# Shooters KC Rib Rub by request



## shooterrick (Oct 4, 2009)

This is for Bassman but all are welcome to the recipe.  i will warn you, be carefull with how much you use on ribs or other thin cuts.  The salt content is high and goes a long way on ribs.  On butts and briskets I dust again before smoking.

* Shooters Copperhead Rib Rub*



1 cup brown or raw sugar
.25 cup Hungarian paprika
.25 cup Tony Chacheres Creole season
.25 cup  Season salt

1.5 TBS chili powder
1.5 TBS garlic powder
2 TBS ground black pepper
1.5 TBS onion powder
2 TBS dry mustard flour
2 TBS crushed Fennell seed
1 TBS chipotle powder

1.5 TSP red pepper flakes



Blend all together and coat all sides of meat liberally after mustard slather.  Let stand at least 15 min before cooking.  For best results wrap in plastic wrap and place in refrigerator overnight. Reapply just before putting on the smoker.

  Allow to reach room temperature before grilling or smoking.   
 Use in BBQ sauces and is especially good on pork and poultry.  Use as a general seasoning while cooking wild game.  Add to injection sauces and finishing sauces.
It is killer on brisket!


----------



## beer-b-q (Oct 4, 2009)

Thanks for the Recipe Rick...


----------



## rivet (Oct 4, 2009)

Looks really good.
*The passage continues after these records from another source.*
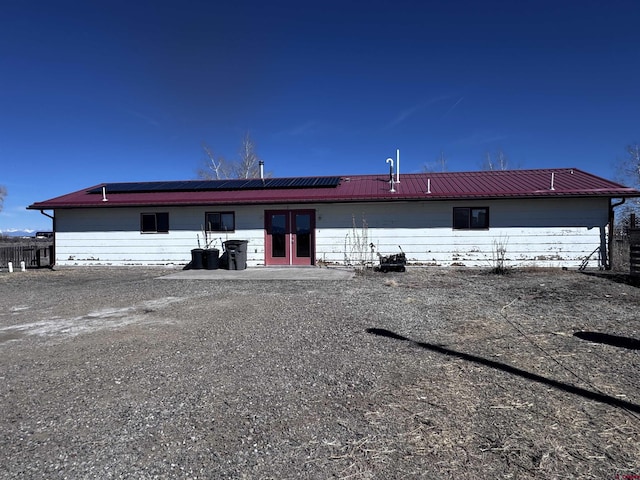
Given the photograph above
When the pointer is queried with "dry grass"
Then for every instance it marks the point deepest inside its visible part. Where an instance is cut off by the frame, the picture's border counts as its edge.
(432, 373)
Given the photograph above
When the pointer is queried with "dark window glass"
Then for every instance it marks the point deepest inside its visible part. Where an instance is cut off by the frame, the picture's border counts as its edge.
(154, 222)
(465, 218)
(220, 221)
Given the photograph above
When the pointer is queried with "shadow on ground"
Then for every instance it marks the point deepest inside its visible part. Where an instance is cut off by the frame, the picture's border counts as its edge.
(596, 396)
(633, 280)
(614, 340)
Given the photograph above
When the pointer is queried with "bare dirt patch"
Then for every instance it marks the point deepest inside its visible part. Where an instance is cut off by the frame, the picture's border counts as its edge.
(431, 373)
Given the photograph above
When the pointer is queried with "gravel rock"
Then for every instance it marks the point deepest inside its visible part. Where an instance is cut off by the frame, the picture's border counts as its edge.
(119, 373)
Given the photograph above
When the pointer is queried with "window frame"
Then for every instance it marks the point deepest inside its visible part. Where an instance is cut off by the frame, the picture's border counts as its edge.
(207, 224)
(470, 225)
(156, 222)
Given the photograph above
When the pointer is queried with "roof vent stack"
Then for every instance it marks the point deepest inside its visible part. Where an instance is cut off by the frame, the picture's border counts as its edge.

I'm concerned about that much sugar in a rub on brisket...any feedback you can share?


----------



## shooterrick (Oct 4, 2009)

I use raw sugar not brown now.  I have had only good feedback on brisket.  I also inject my brisket with 1 cup beef broth and 1 tbs of this rub mixed in.  I do not baste my brisket other than an apple juice spray from time to time after 1st hour.  I hear comments like I dont usually care for brisket but this is good.


----------



## zeeker (Oct 4, 2009)

Thanks for the recipe Shooter. All the best...


----------



## bassman (Oct 5, 2009)

Thanks for the recipe, Rick!  It's too late for the chuckies and butts, so I'll give it a try on about 30 pounds of brisket in a couple of weeks.  I had to give you 
	

	
	
		
		



		
		
	


	





for sharing.


----------



## mballi3011 (Oct 5, 2009)

Thanks also for this recipe for I don't think I have this one yet but I do have your others and all are welcomed to my bank of rubs.


----------



## cman95 (Oct 16, 2009)

Thanx for sharing.


----------